Similarly, Malaysian court decisions have impacted upon and continue to impact upon medical practice, as do the various regulations.  

The medical profession’s role 
The medical profession recognises its responsibility to provide quality information and the need to work with patients to use the information to the patients’ best advantage. After all, no one disputes that better patient-doctor relationships will enhance the image of the healthcare professions and the healthcare system itself. 
No doctor would want anything to happen that could lead to an erosion in the public’s trust and confidence in the health system, in general, and the patient-doctor relationship, in particular, irrespective of who is responsible.   

Although many patients prefer a passive role, it is important to promote a positive attitude towards their involvement in the decisions made, particularly in primary care, in which the patients could involve themselves to a greater extent than they currently are.  

There has been much emphasis on communication skills in medical schools worldwide. This will go some way towards addressing the need for better communication between patients and doctors. But more needs to be done for information provision. This requires an expenditure of time and effort; communication is never one-way traffic.  

The patient’s role  

The patient has a crucial role to play in making full use of the information available about the medical condition that he or she has.   

One should ensure that the doctor provides information about some or all of the following, where applicable: 
·        What is the diagnosis and the possible complications of the condition? 
·         What treatment is recommended and why? 
·         Details about the proposed treatment, its potential side effects or complications. 
·         What is the success rate of the proposed treatment? 
·         What alternative treatments are available, their potential side effects or complications and success rates? 
·         What could happen if one chooses not to have any treatment? 
·         If surgery is proposed, who is going to perform it and what is the extent of the experience of the surgeon?  
·         If anaesthesia is to be administered, who is the anaesthetist and his/her experience? 
·         If admission to a healthcare institution, for example, hospital, day surgery centre, hospice is recommended, then you need information about the institution, its facilities and equipment, its nursing and other staffing, its risk management procedures and the charges in the case of private institution.   
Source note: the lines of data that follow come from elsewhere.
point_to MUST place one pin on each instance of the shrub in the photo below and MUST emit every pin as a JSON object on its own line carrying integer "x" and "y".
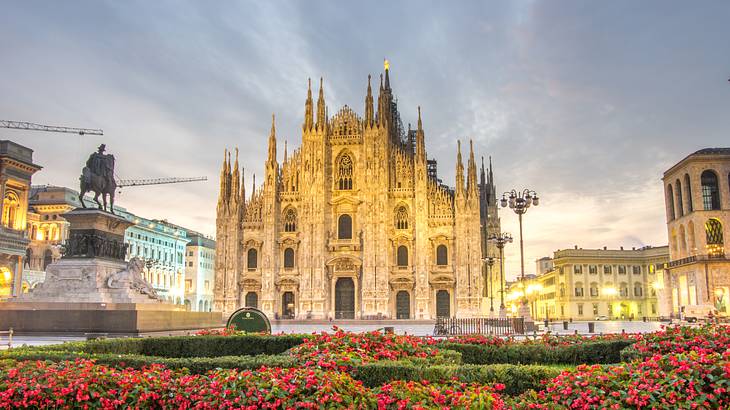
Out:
{"x": 420, "y": 395}
{"x": 693, "y": 380}
{"x": 515, "y": 378}
{"x": 533, "y": 353}
{"x": 344, "y": 350}
{"x": 84, "y": 384}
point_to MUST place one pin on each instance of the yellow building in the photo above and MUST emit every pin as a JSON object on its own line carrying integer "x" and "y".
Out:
{"x": 590, "y": 284}
{"x": 355, "y": 223}
{"x": 697, "y": 198}
{"x": 16, "y": 170}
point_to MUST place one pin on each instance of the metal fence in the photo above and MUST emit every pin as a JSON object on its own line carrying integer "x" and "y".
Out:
{"x": 446, "y": 326}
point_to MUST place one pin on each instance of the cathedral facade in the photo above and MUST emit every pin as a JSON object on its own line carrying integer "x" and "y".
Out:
{"x": 355, "y": 224}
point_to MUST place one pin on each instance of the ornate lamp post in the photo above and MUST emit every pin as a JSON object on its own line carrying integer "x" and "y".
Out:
{"x": 519, "y": 202}
{"x": 501, "y": 240}
{"x": 490, "y": 293}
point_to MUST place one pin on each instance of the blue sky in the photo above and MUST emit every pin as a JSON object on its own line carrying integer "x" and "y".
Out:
{"x": 585, "y": 102}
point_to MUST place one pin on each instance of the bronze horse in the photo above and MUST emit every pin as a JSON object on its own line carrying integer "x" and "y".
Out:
{"x": 98, "y": 177}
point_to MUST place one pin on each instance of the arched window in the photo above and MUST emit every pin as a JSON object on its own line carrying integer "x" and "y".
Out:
{"x": 288, "y": 258}
{"x": 579, "y": 289}
{"x": 11, "y": 206}
{"x": 252, "y": 261}
{"x": 442, "y": 255}
{"x": 670, "y": 201}
{"x": 402, "y": 256}
{"x": 401, "y": 218}
{"x": 710, "y": 191}
{"x": 344, "y": 172}
{"x": 290, "y": 220}
{"x": 252, "y": 299}
{"x": 680, "y": 203}
{"x": 715, "y": 240}
{"x": 594, "y": 289}
{"x": 688, "y": 187}
{"x": 344, "y": 227}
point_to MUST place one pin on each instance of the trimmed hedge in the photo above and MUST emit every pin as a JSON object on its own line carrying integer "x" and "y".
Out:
{"x": 599, "y": 352}
{"x": 194, "y": 364}
{"x": 186, "y": 346}
{"x": 516, "y": 378}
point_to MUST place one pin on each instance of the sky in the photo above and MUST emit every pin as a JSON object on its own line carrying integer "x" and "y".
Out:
{"x": 586, "y": 103}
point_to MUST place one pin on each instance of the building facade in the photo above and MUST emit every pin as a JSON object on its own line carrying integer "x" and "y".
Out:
{"x": 354, "y": 223}
{"x": 697, "y": 198}
{"x": 16, "y": 171}
{"x": 586, "y": 284}
{"x": 162, "y": 247}
{"x": 199, "y": 272}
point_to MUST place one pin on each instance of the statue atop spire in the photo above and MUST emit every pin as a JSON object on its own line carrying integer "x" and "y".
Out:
{"x": 321, "y": 110}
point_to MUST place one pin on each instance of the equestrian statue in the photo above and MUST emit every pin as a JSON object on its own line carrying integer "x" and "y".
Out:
{"x": 98, "y": 177}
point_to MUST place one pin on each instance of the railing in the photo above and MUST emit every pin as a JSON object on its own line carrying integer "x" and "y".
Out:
{"x": 479, "y": 326}
{"x": 9, "y": 334}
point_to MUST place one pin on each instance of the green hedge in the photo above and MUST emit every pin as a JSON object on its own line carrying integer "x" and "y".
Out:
{"x": 516, "y": 378}
{"x": 194, "y": 364}
{"x": 600, "y": 352}
{"x": 186, "y": 346}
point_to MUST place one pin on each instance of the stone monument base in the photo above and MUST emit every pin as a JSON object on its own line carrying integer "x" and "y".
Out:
{"x": 114, "y": 319}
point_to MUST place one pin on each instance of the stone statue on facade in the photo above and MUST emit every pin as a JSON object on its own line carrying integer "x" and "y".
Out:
{"x": 98, "y": 177}
{"x": 131, "y": 278}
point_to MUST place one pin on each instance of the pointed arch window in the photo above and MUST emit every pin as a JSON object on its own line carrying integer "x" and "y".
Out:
{"x": 442, "y": 255}
{"x": 710, "y": 191}
{"x": 402, "y": 256}
{"x": 290, "y": 220}
{"x": 344, "y": 172}
{"x": 288, "y": 258}
{"x": 688, "y": 187}
{"x": 344, "y": 227}
{"x": 680, "y": 202}
{"x": 401, "y": 218}
{"x": 252, "y": 257}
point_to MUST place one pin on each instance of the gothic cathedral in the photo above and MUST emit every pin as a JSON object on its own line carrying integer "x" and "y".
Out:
{"x": 355, "y": 224}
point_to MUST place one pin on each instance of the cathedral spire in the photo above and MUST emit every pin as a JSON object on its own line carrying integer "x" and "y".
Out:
{"x": 386, "y": 66}
{"x": 308, "y": 108}
{"x": 369, "y": 105}
{"x": 321, "y": 113}
{"x": 272, "y": 141}
{"x": 234, "y": 179}
{"x": 420, "y": 140}
{"x": 472, "y": 172}
{"x": 459, "y": 171}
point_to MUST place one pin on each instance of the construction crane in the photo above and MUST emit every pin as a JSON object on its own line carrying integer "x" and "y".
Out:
{"x": 30, "y": 126}
{"x": 121, "y": 183}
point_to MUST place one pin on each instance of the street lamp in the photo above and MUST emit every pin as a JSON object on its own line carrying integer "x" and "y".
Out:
{"x": 519, "y": 202}
{"x": 500, "y": 240}
{"x": 490, "y": 262}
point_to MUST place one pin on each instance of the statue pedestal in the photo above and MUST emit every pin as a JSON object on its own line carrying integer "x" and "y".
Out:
{"x": 92, "y": 288}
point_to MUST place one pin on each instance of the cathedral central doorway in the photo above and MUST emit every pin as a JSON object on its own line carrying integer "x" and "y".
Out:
{"x": 443, "y": 304}
{"x": 287, "y": 305}
{"x": 345, "y": 299}
{"x": 403, "y": 305}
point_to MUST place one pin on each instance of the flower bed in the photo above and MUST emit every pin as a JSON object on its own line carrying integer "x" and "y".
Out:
{"x": 694, "y": 380}
{"x": 343, "y": 350}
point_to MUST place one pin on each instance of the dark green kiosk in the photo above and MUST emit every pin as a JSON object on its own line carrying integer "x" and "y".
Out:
{"x": 249, "y": 320}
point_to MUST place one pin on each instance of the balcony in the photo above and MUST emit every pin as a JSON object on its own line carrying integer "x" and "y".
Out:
{"x": 698, "y": 258}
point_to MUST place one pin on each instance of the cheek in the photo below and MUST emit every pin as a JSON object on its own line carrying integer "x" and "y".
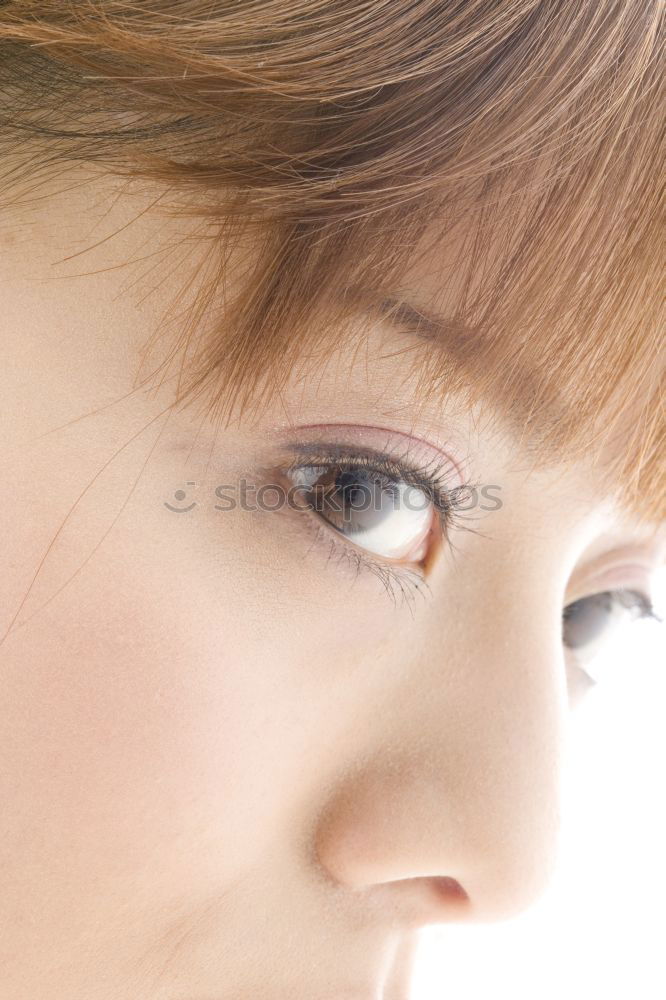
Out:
{"x": 161, "y": 724}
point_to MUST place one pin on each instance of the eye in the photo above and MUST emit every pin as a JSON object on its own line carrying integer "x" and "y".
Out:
{"x": 381, "y": 514}
{"x": 589, "y": 623}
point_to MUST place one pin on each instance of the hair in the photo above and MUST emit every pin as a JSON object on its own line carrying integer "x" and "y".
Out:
{"x": 337, "y": 132}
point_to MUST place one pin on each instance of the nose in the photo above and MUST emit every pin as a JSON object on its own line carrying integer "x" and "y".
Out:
{"x": 450, "y": 808}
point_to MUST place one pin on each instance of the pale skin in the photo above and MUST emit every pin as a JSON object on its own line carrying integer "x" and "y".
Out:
{"x": 230, "y": 764}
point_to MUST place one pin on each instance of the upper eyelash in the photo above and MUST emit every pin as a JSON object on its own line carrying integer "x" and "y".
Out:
{"x": 431, "y": 478}
{"x": 637, "y": 599}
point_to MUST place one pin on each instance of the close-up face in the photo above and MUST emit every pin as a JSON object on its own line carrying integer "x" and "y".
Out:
{"x": 243, "y": 736}
{"x": 279, "y": 690}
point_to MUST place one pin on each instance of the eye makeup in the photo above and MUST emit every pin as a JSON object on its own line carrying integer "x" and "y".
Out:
{"x": 393, "y": 463}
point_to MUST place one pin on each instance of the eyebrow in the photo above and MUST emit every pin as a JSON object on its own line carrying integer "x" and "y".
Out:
{"x": 462, "y": 342}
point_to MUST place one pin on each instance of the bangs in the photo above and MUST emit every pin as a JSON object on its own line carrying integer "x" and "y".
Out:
{"x": 519, "y": 144}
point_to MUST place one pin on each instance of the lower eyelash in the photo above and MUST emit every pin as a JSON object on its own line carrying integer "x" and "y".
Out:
{"x": 402, "y": 584}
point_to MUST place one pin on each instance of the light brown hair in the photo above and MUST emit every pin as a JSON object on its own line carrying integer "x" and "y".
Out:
{"x": 338, "y": 131}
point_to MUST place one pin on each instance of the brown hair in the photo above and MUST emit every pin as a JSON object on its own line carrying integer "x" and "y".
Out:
{"x": 338, "y": 131}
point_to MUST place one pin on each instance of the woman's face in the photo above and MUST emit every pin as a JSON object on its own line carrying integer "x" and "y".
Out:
{"x": 242, "y": 754}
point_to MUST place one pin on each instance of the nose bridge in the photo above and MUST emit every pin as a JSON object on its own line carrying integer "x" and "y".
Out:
{"x": 464, "y": 778}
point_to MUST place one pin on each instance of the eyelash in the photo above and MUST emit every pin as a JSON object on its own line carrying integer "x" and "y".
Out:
{"x": 399, "y": 580}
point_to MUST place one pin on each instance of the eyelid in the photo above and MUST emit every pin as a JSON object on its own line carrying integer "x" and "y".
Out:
{"x": 629, "y": 568}
{"x": 381, "y": 439}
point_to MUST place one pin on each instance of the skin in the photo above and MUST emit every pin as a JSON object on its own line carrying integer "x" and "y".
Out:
{"x": 230, "y": 764}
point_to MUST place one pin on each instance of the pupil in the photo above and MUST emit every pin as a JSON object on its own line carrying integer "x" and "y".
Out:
{"x": 585, "y": 620}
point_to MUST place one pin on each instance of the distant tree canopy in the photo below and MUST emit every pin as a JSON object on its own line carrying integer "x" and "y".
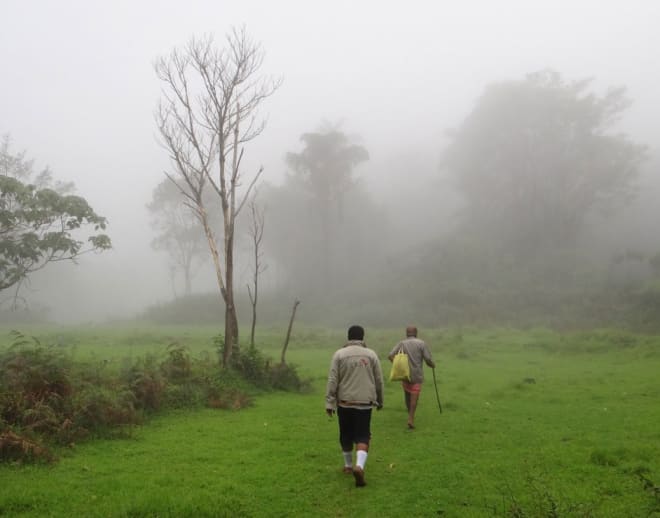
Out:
{"x": 325, "y": 166}
{"x": 324, "y": 171}
{"x": 39, "y": 220}
{"x": 179, "y": 232}
{"x": 323, "y": 187}
{"x": 536, "y": 157}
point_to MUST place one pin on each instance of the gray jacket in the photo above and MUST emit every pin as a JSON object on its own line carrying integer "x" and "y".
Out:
{"x": 355, "y": 377}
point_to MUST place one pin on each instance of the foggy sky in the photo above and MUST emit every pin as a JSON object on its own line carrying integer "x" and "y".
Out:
{"x": 79, "y": 91}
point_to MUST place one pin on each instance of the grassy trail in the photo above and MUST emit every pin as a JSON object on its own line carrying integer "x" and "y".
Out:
{"x": 527, "y": 430}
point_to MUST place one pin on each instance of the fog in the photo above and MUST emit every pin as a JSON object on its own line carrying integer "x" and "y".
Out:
{"x": 79, "y": 93}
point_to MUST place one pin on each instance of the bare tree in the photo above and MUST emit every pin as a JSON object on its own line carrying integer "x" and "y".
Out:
{"x": 288, "y": 331}
{"x": 207, "y": 113}
{"x": 256, "y": 232}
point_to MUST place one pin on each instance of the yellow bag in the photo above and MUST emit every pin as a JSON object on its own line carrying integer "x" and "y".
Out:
{"x": 400, "y": 367}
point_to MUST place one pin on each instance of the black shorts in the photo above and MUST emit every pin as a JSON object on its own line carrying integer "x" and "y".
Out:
{"x": 354, "y": 426}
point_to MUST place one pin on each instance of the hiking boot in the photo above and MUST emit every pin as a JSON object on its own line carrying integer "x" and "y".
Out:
{"x": 358, "y": 473}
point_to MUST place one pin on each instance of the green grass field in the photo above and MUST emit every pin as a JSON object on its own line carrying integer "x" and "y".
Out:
{"x": 534, "y": 423}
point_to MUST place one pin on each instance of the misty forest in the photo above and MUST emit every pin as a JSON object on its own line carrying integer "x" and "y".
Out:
{"x": 538, "y": 211}
{"x": 211, "y": 252}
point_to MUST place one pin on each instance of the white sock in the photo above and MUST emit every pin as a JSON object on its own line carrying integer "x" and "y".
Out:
{"x": 361, "y": 458}
{"x": 348, "y": 459}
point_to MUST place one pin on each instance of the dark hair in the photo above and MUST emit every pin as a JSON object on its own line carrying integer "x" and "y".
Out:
{"x": 356, "y": 333}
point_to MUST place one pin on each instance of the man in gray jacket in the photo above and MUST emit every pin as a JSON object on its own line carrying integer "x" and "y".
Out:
{"x": 355, "y": 386}
{"x": 418, "y": 354}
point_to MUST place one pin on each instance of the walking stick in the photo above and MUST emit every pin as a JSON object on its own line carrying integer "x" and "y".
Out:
{"x": 437, "y": 396}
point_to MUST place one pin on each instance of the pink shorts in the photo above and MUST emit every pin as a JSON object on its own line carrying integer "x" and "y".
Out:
{"x": 412, "y": 388}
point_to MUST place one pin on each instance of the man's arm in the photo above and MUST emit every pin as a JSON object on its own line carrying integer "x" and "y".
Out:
{"x": 427, "y": 356}
{"x": 378, "y": 378}
{"x": 331, "y": 387}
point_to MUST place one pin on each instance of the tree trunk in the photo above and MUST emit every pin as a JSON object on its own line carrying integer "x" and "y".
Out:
{"x": 288, "y": 331}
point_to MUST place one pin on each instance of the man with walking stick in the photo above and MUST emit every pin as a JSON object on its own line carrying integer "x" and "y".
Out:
{"x": 418, "y": 353}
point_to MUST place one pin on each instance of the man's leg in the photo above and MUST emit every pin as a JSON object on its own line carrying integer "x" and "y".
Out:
{"x": 413, "y": 397}
{"x": 363, "y": 435}
{"x": 344, "y": 418}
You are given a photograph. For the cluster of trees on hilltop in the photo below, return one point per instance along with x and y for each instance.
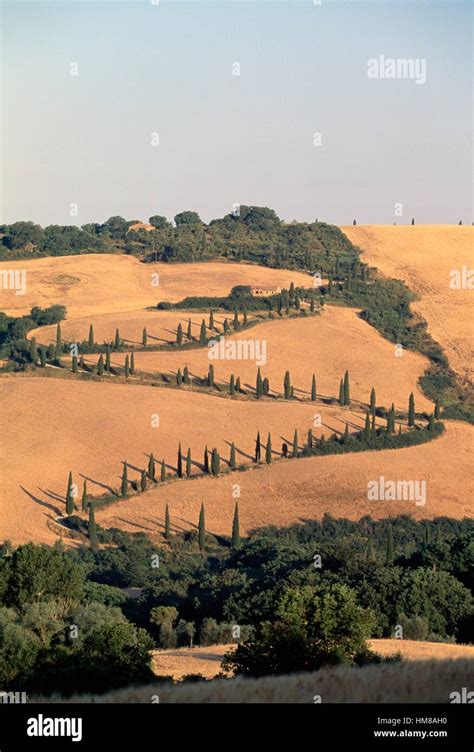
(67, 623)
(254, 234)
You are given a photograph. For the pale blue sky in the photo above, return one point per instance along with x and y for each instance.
(224, 139)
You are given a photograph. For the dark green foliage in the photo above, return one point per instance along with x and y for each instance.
(202, 529)
(236, 528)
(70, 496)
(124, 483)
(268, 450)
(411, 410)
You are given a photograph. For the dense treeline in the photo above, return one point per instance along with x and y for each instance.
(254, 234)
(68, 622)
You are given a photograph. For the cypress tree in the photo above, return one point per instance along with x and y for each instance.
(341, 393)
(69, 496)
(92, 527)
(124, 486)
(236, 528)
(188, 464)
(167, 524)
(287, 385)
(268, 450)
(258, 448)
(151, 467)
(367, 428)
(215, 462)
(389, 554)
(259, 385)
(33, 350)
(347, 395)
(232, 462)
(202, 334)
(202, 529)
(84, 496)
(100, 366)
(372, 400)
(295, 444)
(411, 410)
(210, 376)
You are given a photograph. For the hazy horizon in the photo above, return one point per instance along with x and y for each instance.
(88, 88)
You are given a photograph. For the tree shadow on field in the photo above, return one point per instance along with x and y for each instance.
(58, 512)
(99, 483)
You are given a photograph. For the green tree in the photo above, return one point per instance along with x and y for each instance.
(151, 467)
(287, 385)
(268, 450)
(188, 464)
(202, 529)
(91, 343)
(347, 395)
(236, 528)
(124, 485)
(70, 495)
(84, 502)
(100, 366)
(167, 524)
(232, 461)
(411, 410)
(215, 462)
(295, 444)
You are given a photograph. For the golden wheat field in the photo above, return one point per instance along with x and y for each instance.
(410, 682)
(325, 345)
(424, 256)
(206, 660)
(96, 284)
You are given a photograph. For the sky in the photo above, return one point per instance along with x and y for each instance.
(139, 108)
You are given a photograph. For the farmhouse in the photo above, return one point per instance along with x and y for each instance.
(263, 292)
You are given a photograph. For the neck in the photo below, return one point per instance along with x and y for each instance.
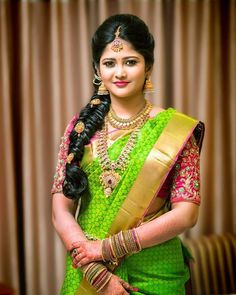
(126, 107)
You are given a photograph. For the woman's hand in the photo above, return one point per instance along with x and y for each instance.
(117, 286)
(85, 252)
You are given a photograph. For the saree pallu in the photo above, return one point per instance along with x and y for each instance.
(155, 270)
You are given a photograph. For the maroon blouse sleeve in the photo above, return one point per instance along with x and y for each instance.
(186, 175)
(62, 155)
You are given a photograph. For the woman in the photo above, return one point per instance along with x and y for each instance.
(132, 169)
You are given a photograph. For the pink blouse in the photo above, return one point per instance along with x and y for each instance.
(182, 183)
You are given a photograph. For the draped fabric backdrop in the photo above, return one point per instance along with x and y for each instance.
(46, 77)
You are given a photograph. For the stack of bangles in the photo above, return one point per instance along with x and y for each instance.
(113, 248)
(97, 275)
(119, 245)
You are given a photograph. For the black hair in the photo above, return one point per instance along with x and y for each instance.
(134, 31)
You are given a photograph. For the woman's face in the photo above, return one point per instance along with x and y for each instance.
(123, 73)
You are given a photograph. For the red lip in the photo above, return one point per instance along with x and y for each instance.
(121, 83)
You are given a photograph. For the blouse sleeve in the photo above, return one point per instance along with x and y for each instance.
(186, 179)
(62, 156)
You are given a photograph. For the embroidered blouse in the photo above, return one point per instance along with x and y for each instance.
(182, 183)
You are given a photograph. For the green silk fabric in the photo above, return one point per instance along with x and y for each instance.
(156, 270)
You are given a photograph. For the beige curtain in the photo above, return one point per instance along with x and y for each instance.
(45, 78)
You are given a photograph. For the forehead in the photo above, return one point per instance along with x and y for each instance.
(127, 51)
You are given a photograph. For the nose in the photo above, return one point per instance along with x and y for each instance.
(120, 72)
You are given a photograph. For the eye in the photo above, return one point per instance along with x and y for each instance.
(131, 62)
(109, 64)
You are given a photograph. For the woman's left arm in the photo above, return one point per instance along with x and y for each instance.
(182, 217)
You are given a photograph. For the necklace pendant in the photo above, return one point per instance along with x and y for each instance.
(109, 180)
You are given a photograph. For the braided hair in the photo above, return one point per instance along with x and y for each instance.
(76, 182)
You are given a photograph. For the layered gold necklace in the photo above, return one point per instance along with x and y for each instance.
(130, 123)
(110, 176)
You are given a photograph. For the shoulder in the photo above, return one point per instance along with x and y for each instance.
(156, 110)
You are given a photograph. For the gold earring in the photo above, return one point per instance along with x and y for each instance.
(102, 89)
(148, 86)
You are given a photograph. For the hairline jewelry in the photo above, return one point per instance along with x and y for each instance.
(117, 44)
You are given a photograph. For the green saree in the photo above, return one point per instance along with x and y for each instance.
(157, 270)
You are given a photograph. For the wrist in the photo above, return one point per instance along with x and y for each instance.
(97, 275)
(122, 244)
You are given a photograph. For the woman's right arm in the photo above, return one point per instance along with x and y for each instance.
(63, 211)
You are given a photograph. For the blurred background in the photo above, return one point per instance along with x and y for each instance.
(46, 77)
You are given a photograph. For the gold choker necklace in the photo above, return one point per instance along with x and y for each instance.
(110, 176)
(130, 123)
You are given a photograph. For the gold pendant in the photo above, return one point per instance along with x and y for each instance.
(109, 180)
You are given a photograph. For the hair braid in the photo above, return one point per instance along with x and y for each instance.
(76, 181)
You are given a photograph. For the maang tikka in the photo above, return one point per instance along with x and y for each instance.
(117, 44)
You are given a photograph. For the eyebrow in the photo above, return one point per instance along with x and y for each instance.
(124, 58)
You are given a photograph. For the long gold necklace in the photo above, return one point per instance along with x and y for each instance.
(110, 177)
(130, 123)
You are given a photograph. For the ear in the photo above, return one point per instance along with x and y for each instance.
(148, 71)
(97, 71)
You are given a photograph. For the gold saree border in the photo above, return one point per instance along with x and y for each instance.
(152, 175)
(156, 167)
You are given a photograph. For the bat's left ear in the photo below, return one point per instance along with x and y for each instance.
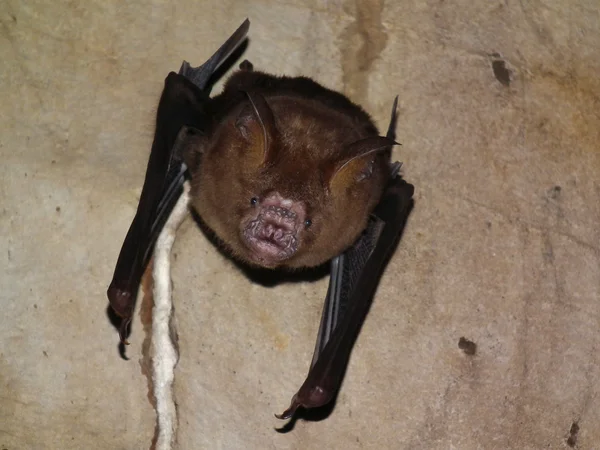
(357, 165)
(256, 123)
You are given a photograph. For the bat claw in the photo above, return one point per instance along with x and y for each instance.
(288, 413)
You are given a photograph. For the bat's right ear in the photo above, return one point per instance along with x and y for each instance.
(256, 124)
(182, 92)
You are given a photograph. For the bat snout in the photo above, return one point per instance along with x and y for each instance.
(272, 235)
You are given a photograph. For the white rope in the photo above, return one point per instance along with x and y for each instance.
(164, 353)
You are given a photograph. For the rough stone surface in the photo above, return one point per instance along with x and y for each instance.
(499, 117)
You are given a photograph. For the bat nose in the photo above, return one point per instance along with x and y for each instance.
(287, 207)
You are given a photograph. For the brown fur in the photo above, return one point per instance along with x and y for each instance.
(305, 158)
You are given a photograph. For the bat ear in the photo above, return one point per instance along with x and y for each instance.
(357, 164)
(256, 124)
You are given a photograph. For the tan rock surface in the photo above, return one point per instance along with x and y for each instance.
(501, 247)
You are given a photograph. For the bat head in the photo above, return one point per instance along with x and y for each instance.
(289, 183)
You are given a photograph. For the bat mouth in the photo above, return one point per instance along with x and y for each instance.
(272, 234)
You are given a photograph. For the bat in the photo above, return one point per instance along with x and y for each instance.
(287, 174)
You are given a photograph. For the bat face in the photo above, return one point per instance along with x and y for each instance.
(286, 180)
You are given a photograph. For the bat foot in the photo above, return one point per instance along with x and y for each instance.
(246, 66)
(124, 331)
(289, 413)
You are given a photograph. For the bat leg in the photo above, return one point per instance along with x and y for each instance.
(181, 104)
(354, 278)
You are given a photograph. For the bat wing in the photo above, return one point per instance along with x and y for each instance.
(354, 278)
(180, 111)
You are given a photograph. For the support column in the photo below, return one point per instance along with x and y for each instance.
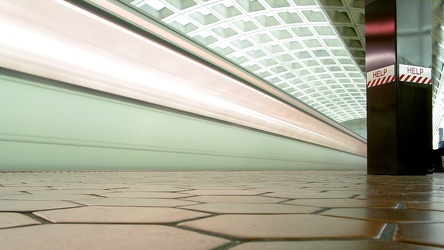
(399, 91)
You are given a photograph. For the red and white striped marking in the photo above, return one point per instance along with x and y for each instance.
(381, 76)
(415, 74)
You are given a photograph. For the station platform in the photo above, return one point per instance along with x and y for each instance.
(236, 210)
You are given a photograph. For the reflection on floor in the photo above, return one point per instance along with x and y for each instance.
(220, 210)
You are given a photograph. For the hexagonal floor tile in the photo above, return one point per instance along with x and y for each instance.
(119, 215)
(15, 219)
(286, 226)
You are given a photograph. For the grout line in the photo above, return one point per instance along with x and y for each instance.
(228, 245)
(388, 232)
(321, 210)
(37, 218)
(401, 205)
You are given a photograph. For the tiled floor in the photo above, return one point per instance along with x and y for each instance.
(220, 210)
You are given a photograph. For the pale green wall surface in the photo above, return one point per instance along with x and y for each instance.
(50, 127)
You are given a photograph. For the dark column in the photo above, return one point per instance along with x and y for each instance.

Any doubt should be clarified with the doctor. In addition, one should always inform the doctor of one’s preferences, fears and anxieties.   

This is often easier said than done, particularly for the large segment of the population who do not have a regular doctor.   

This is why the medical profession has always recommended that every one should have a regular doctor.  
Relationships require time and effort for its development. The patient-doctor relationship is no different. If one has a regular doctor, then he or she can assist in the communication of fears and anxieties to the specialist. Remember, doctors cannot read minds.  

In considering the statistics provided, one should always remember that they are like swimwear. What is revealed is suggestive, but what is concealed is just as important, if not, vital.  

If the doctor does not provide the information sought, one should consider seeking opinion(s) from another doctor(s) or changing one’s doctor.  

Conclusions  

Good communication between patients and doctors will always have a positive impact on a therapeutic relationship.  

Not only the medical profession and patients have important respective roles to play. Society also has a crucial responsibility to ensure that heavy burdens are not placed on the patient-doctor relationship.  
Well-intended regulations or rulings may be impractical because of the various considerations discussed above. This can lead to a negative impact on the provision of healthcare, which is not in anyone’s interest at all.